Symptoms of the human papillomavirus

HPV very often practically does not manifest itself in any way. The main symptoms of the human papillomavirus are, of course, warts, which can appear in the most unexpected places: on the genitals, palms, arms, neck and other parts of the body. Read more about the hidden manifestations of this virus and the methods of its treatment in the following article.

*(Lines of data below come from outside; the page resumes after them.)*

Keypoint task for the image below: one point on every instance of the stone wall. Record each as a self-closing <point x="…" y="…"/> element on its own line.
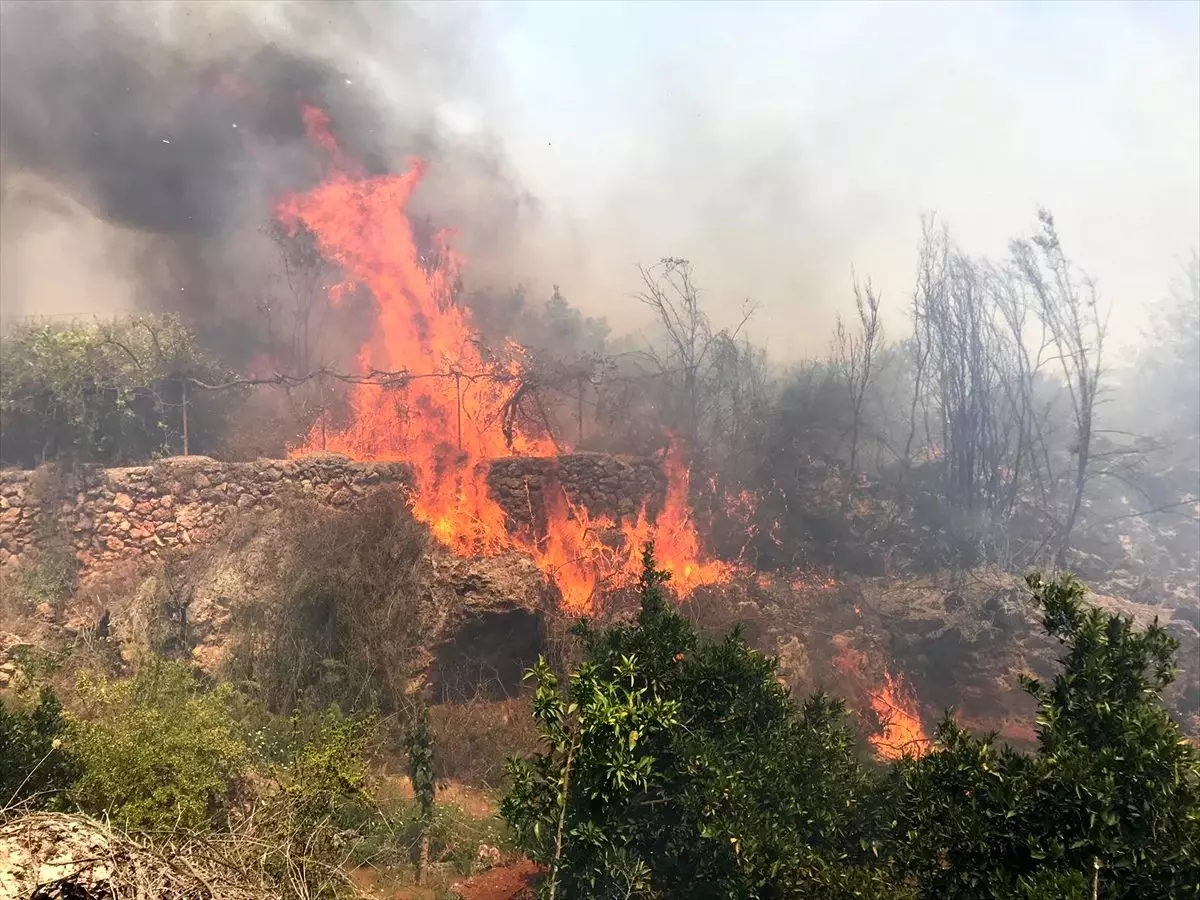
<point x="123" y="513"/>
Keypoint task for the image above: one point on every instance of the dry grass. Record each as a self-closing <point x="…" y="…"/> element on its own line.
<point x="48" y="856"/>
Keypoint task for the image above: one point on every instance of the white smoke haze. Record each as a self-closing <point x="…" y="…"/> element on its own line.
<point x="775" y="145"/>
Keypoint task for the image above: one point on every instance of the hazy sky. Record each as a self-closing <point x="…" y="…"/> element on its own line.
<point x="774" y="144"/>
<point x="778" y="144"/>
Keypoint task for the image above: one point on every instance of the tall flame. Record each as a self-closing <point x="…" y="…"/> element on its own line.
<point x="444" y="415"/>
<point x="894" y="706"/>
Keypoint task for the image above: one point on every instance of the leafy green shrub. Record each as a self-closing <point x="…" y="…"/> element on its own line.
<point x="675" y="768"/>
<point x="35" y="768"/>
<point x="100" y="391"/>
<point x="682" y="768"/>
<point x="159" y="750"/>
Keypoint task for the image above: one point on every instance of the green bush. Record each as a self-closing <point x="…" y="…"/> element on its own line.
<point x="675" y="768"/>
<point x="35" y="768"/>
<point x="159" y="750"/>
<point x="101" y="391"/>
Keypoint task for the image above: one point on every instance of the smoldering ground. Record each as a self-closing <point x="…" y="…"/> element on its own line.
<point x="143" y="148"/>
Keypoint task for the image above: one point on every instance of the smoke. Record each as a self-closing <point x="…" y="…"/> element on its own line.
<point x="143" y="145"/>
<point x="774" y="145"/>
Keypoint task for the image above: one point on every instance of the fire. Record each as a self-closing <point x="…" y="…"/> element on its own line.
<point x="893" y="703"/>
<point x="897" y="709"/>
<point x="444" y="413"/>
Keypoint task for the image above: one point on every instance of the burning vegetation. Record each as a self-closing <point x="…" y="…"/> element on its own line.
<point x="852" y="525"/>
<point x="448" y="406"/>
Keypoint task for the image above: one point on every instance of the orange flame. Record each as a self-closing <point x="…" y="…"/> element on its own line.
<point x="897" y="708"/>
<point x="444" y="415"/>
<point x="894" y="705"/>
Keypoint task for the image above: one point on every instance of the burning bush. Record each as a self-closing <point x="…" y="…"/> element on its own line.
<point x="681" y="768"/>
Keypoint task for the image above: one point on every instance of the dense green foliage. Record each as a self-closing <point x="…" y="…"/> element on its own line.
<point x="100" y="391"/>
<point x="34" y="766"/>
<point x="673" y="767"/>
<point x="156" y="750"/>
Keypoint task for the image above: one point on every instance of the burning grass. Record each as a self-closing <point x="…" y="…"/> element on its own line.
<point x="451" y="407"/>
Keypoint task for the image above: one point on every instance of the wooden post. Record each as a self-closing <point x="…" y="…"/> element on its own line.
<point x="457" y="390"/>
<point x="184" y="395"/>
<point x="580" y="408"/>
<point x="324" y="417"/>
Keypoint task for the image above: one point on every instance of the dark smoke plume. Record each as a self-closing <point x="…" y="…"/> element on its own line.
<point x="157" y="137"/>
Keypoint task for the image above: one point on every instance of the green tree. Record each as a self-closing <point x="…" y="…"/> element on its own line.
<point x="157" y="750"/>
<point x="420" y="772"/>
<point x="100" y="391"/>
<point x="35" y="768"/>
<point x="681" y="768"/>
<point x="1111" y="796"/>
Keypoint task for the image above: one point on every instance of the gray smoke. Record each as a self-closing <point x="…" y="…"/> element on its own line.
<point x="143" y="145"/>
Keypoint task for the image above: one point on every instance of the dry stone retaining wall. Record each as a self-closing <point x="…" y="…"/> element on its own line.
<point x="117" y="514"/>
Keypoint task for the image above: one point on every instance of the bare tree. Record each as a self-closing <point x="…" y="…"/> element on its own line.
<point x="693" y="352"/>
<point x="1075" y="328"/>
<point x="852" y="357"/>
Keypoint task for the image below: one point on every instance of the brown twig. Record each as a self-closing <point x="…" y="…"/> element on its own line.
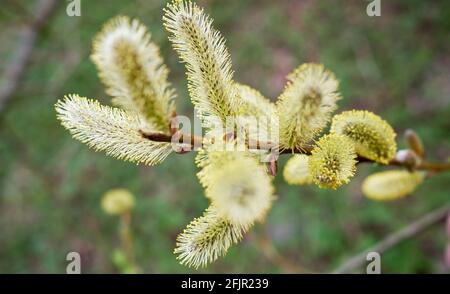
<point x="16" y="69"/>
<point x="197" y="141"/>
<point x="390" y="241"/>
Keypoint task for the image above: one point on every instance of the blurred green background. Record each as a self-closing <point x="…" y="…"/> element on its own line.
<point x="396" y="65"/>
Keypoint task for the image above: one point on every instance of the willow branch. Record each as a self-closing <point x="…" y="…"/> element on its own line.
<point x="390" y="241"/>
<point x="198" y="142"/>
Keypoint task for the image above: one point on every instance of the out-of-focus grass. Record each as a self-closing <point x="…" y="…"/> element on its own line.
<point x="396" y="65"/>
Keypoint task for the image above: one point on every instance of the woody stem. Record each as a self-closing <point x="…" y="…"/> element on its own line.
<point x="198" y="142"/>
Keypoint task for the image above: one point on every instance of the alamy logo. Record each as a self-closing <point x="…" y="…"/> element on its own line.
<point x="374" y="267"/>
<point x="74" y="8"/>
<point x="74" y="266"/>
<point x="374" y="8"/>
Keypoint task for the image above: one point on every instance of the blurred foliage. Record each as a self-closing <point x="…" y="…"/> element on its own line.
<point x="396" y="65"/>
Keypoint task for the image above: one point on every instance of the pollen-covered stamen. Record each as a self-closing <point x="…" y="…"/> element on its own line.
<point x="207" y="60"/>
<point x="207" y="238"/>
<point x="306" y="104"/>
<point x="332" y="161"/>
<point x="391" y="185"/>
<point x="132" y="71"/>
<point x="296" y="171"/>
<point x="112" y="130"/>
<point x="373" y="137"/>
<point x="134" y="74"/>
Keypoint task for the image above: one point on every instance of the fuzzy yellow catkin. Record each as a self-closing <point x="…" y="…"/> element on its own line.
<point x="110" y="129"/>
<point x="373" y="137"/>
<point x="207" y="238"/>
<point x="237" y="185"/>
<point x="132" y="69"/>
<point x="332" y="162"/>
<point x="391" y="185"/>
<point x="306" y="104"/>
<point x="117" y="201"/>
<point x="208" y="64"/>
<point x="296" y="170"/>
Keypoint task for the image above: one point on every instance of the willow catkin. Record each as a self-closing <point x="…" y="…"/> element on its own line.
<point x="372" y="136"/>
<point x="208" y="63"/>
<point x="207" y="238"/>
<point x="117" y="201"/>
<point x="133" y="71"/>
<point x="391" y="185"/>
<point x="109" y="129"/>
<point x="332" y="161"/>
<point x="306" y="104"/>
<point x="296" y="170"/>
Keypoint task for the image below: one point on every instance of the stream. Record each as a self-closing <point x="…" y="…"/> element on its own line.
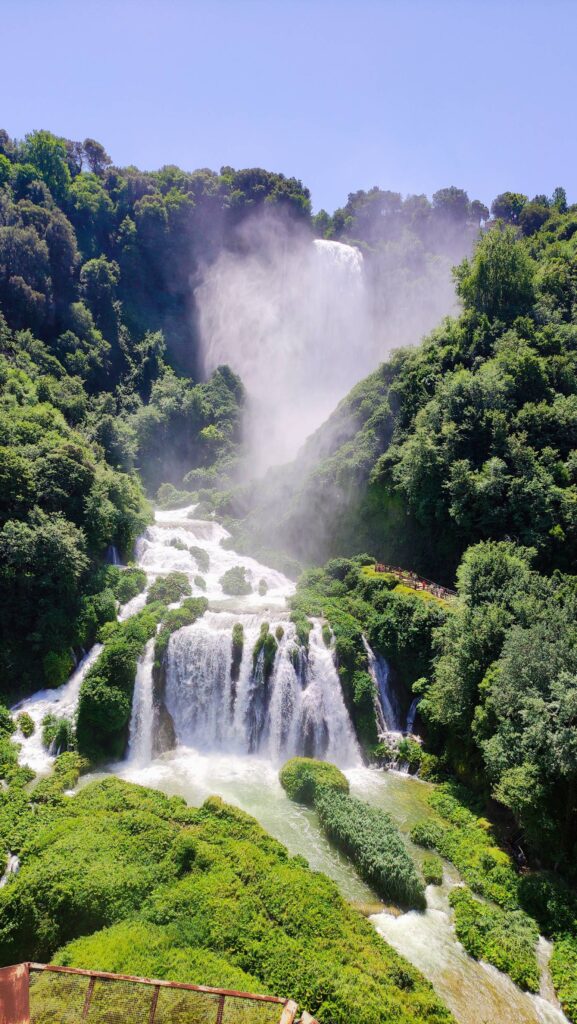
<point x="231" y="736"/>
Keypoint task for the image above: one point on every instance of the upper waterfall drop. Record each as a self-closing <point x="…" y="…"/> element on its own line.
<point x="292" y="317"/>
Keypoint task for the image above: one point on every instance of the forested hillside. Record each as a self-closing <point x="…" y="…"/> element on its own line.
<point x="99" y="377"/>
<point x="468" y="436"/>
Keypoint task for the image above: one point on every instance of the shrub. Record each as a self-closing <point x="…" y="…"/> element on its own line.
<point x="57" y="733"/>
<point x="505" y="938"/>
<point x="300" y="778"/>
<point x="373" y="842"/>
<point x="235" y="582"/>
<point x="169" y="589"/>
<point x="563" y="966"/>
<point x="26" y="724"/>
<point x="201" y="557"/>
<point x="265" y="646"/>
<point x="175" y="619"/>
<point x="464" y="838"/>
<point x="410" y="752"/>
<point x="237" y="653"/>
<point x="433" y="870"/>
<point x="134" y="882"/>
<point x="131" y="581"/>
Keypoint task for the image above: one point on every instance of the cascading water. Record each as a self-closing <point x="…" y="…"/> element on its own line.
<point x="141" y="721"/>
<point x="231" y="735"/>
<point x="291" y="316"/>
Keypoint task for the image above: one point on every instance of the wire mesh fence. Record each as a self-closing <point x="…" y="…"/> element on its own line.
<point x="49" y="994"/>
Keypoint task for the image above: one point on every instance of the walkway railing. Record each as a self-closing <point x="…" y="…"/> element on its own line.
<point x="416" y="582"/>
<point x="42" y="993"/>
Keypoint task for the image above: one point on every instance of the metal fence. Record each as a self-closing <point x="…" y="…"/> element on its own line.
<point x="40" y="993"/>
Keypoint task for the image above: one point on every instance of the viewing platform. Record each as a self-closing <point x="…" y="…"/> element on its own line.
<point x="415" y="582"/>
<point x="42" y="993"/>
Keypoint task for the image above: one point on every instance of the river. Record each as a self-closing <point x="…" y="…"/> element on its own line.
<point x="231" y="740"/>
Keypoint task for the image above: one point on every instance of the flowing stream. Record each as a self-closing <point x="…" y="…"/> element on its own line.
<point x="230" y="729"/>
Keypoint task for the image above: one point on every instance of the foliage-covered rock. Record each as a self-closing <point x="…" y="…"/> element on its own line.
<point x="374" y="844"/>
<point x="301" y="777"/>
<point x="106" y="876"/>
<point x="235" y="582"/>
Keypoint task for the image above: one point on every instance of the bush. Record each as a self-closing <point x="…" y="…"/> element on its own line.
<point x="131" y="582"/>
<point x="134" y="882"/>
<point x="464" y="838"/>
<point x="201" y="557"/>
<point x="433" y="870"/>
<point x="238" y="646"/>
<point x="169" y="589"/>
<point x="301" y="777"/>
<point x="235" y="582"/>
<point x="26" y="724"/>
<point x="175" y="619"/>
<point x="505" y="938"/>
<point x="265" y="646"/>
<point x="57" y="733"/>
<point x="373" y="842"/>
<point x="563" y="966"/>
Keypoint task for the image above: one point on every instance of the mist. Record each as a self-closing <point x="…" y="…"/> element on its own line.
<point x="301" y="321"/>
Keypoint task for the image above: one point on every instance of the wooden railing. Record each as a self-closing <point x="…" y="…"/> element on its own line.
<point x="38" y="993"/>
<point x="416" y="582"/>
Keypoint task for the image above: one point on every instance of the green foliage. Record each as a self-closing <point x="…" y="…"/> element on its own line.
<point x="106" y="693"/>
<point x="57" y="733"/>
<point x="131" y="881"/>
<point x="238" y="647"/>
<point x="373" y="842"/>
<point x="26" y="724"/>
<point x="265" y="648"/>
<point x="235" y="582"/>
<point x="127" y="583"/>
<point x="169" y="588"/>
<point x="191" y="609"/>
<point x="303" y="777"/>
<point x="433" y="870"/>
<point x="465" y="838"/>
<point x="506" y="939"/>
<point x="564" y="973"/>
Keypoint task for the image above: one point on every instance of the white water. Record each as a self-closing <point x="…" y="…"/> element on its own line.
<point x="62" y="702"/>
<point x="141" y="720"/>
<point x="230" y="740"/>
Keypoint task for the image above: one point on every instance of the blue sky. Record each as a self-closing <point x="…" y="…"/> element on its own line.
<point x="410" y="95"/>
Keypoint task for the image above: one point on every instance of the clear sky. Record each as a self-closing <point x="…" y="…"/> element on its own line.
<point x="409" y="95"/>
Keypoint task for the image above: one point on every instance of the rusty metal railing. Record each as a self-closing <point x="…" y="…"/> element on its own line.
<point x="44" y="993"/>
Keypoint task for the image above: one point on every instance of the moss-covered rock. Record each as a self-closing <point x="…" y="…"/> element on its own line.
<point x="300" y="778"/>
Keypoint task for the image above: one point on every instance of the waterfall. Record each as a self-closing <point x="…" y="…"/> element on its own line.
<point x="411" y="715"/>
<point x="140" y="729"/>
<point x="387" y="709"/>
<point x="292" y="706"/>
<point x="279" y="716"/>
<point x="291" y="316"/>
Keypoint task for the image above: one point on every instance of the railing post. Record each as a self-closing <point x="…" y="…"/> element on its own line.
<point x="289" y="1012"/>
<point x="154" y="1005"/>
<point x="220" y="1010"/>
<point x="14" y="994"/>
<point x="88" y="998"/>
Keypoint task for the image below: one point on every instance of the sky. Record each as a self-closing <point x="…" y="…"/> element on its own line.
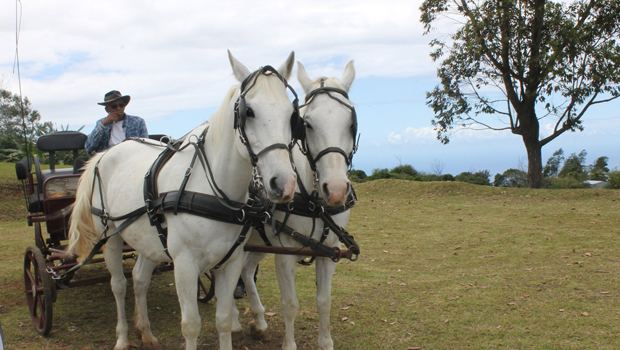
<point x="171" y="58"/>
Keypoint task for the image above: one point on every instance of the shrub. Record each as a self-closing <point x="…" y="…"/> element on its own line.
<point x="405" y="169"/>
<point x="511" y="178"/>
<point x="563" y="183"/>
<point x="357" y="176"/>
<point x="379" y="174"/>
<point x="477" y="178"/>
<point x="613" y="179"/>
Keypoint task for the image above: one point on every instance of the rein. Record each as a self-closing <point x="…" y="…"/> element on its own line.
<point x="304" y="143"/>
<point x="217" y="207"/>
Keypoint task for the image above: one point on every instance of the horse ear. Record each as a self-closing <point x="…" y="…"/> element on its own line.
<point x="348" y="76"/>
<point x="303" y="78"/>
<point x="240" y="71"/>
<point x="286" y="69"/>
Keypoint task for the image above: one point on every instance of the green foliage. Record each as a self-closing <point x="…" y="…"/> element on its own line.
<point x="599" y="170"/>
<point x="554" y="163"/>
<point x="357" y="176"/>
<point x="407" y="172"/>
<point x="563" y="183"/>
<point x="18" y="135"/>
<point x="574" y="167"/>
<point x="447" y="177"/>
<point x="511" y="178"/>
<point x="477" y="178"/>
<point x="379" y="173"/>
<point x="404" y="169"/>
<point x="17" y="132"/>
<point x="613" y="180"/>
<point x="506" y="60"/>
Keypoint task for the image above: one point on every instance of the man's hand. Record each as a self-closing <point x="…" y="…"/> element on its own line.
<point x="115" y="115"/>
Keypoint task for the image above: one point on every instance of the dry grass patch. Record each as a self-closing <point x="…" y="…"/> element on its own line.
<point x="443" y="266"/>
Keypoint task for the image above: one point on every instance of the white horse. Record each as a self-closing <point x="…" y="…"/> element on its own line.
<point x="330" y="128"/>
<point x="195" y="243"/>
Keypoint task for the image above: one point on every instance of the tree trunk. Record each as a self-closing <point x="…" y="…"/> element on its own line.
<point x="534" y="163"/>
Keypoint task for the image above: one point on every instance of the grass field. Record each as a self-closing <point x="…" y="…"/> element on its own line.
<point x="443" y="266"/>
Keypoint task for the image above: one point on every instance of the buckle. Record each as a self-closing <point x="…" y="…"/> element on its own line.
<point x="242" y="218"/>
<point x="267" y="217"/>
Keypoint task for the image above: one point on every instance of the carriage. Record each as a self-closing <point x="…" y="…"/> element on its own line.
<point x="333" y="140"/>
<point x="49" y="195"/>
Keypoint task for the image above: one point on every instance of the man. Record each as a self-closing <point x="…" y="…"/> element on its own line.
<point x="116" y="126"/>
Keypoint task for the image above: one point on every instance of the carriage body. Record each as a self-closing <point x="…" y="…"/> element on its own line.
<point x="49" y="195"/>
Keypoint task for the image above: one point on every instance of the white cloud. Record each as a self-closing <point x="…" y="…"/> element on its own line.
<point x="71" y="53"/>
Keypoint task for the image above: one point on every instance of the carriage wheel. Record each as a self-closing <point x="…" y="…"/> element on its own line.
<point x="205" y="294"/>
<point x="38" y="237"/>
<point x="39" y="290"/>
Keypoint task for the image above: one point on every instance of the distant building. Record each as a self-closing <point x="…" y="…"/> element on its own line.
<point x="596" y="183"/>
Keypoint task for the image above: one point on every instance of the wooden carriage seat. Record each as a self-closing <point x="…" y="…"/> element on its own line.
<point x="51" y="143"/>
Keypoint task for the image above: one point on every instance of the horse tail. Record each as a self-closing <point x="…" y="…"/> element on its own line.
<point x="82" y="233"/>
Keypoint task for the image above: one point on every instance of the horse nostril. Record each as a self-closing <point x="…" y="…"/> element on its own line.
<point x="325" y="190"/>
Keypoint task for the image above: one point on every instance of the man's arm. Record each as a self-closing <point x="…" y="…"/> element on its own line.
<point x="98" y="138"/>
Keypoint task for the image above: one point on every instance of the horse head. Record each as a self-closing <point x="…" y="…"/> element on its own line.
<point x="329" y="132"/>
<point x="262" y="119"/>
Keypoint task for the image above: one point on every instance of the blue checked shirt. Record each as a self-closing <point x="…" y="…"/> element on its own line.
<point x="99" y="138"/>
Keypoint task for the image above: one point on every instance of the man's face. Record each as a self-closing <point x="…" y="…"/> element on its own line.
<point x="117" y="108"/>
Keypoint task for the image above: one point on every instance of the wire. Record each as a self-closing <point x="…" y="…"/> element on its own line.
<point x="18" y="25"/>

human papilloma virus on the skin

What is the human papilloma virus?

Human papillomavirus (HPV) is the common name for more than 70 different viruses that can cause diseases in various human organs: some of the HPV viruses cause skin diseases, others cause genital warts (genital warts), and other diseases of the Fondling. Each of the HPV group viruses has its own sequence number and differs from other viruses in its unique DNA composition.

At present, the role of certain types of human papillomavirus in the development of malignant tumors of various organs has been demonstrated: for example, cervical cancer, penile cancer, throat cancer, etc. The different types of human papillomaviruses are divided into groups, based on their ability to cause malignancies. Therefore, it is customary to distinguish between viruses with high, medium and low oncogenicity (oncogenicity is the ability of a virus to cause cancer). Viruses with high oncogenicity include HPV 16 and 18, tk. they are most often found in cervical cancer.

How HPV enters the body

The most common route of transmission of the human papillomavirus (HPV) is sexual contact, which is why this infection is classified within a group of sexually transmitted diseases (STDs). In addition, infection with the human papillomavirus (HPV) is possible through contact of damaged skin or mucous membranes with the secretions of a sick person (for example, underwear, towels, etc. ) Transmission is possible of the human papilloma virus from mother to child during childbirth.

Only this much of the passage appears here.